There were many more like Malhotra and hotels and restaurants, big and small, said they received many calls cancelling their pre-bookings even though there was really no need to.
Several establishments, hoping for a turnaround after almost 10 months of little or no business, said they told people the restrictions imposed were for “public places” — which includes parks, atriums or any open space — and not “licensed premises”. But confusion persisted and many customers, anxious to avoid trouble and nervous about getting caught on their way back home, cancelled anyway.
“The order majorly asks us — the restaurants — to not host more than 50 per cent of our capacity for New Year celebration. Now, this is what we were already doing. All other restrictions are for public spaces,” Rahul Sarin, owner of Dineroom and Teo Lounge, told .
“But people watching news channels running stories like ‘No New Year Celebration for Delhi’ after night curfew and things are getting it wrong. This has impacted our business as I am getting several calls for booking cancellation,” he said.
Delhi Police PRO Eish Singhal gave out the same message.
“Licensed premises have been exempted from this, they can continue to operate with their license condition, including half the seating capacity and other COVID-19 protocols,” Singhal said.
Some like Rohit Kochhar, owner of the Fly Bar restaurant in Rajouri Garden, blamed the government for its eleventh hour decision.
“Delhi New Year celebrations have been cancelled at the last moment. We have made all the arrangements – be it food, labour and bookings. Why was this not announced couple of days back?” he asked.
Several five-star hotels had also made big plans big for New Year’s Eve in the hope of finally seeing people back in their restaurants and bars, offering curated cocktails and menus and special staycation packages.
The Hilton Garden Inn, Saket, for instance, which was offering a stay for two, along with a full-fledged festive treat, at a discounted price of Rs 12,500 said many ‘non-resident’ guests had cancelled.
“We do see an impact on footfall post curfew guidelines as many non-resident guests have cancelled their plans. A few in-house guests might choose to celebrate in rooms or at our ‘India Grill restaurant’,” said Shyam Kumar, director of operations at the hotel.
The ITC, Maurya, New Delhi, was giving an array of offers for the festive meal, including a special ‘midnight buffet’ from 12.30 am to 3 am. But that probably stands cancelled and senior staffers said they are still discussing the order with concerned authorities and would abide by all guidelines imposed by the government.

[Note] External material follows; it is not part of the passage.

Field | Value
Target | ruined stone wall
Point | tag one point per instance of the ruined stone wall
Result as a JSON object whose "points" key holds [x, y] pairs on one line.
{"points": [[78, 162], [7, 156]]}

But curfew or no curfew, coronavirus or no coronavirus, there will be enough people wanting to bring the New Year and will party come what may, said Ricky Sethi, co-founder of Talli Station.
Sethi is optimistic of the very tribe showing up this time too and saving the day for the food industry.
“People are smart enough and they would do what it takes to celebrate New Year. So what many have done after this night curfew coming into play is that they have tweaked their timings.
“Like, a senior police official who was coming to our place with his family at 8 pm before, called me and said he will come at 6 pm now. What I mean is that: People, who were willing to come earlier, might end up tweaking the plan now but will stick to it,” said Sethi, who has four outlets in the capital.
According to Public App, one of India’s largest location-based social network, “78.82 per cent” — out of over one lakh Delhi residents surveyed — said they would prefer celebrating New Year at home over any hotel or restaurant.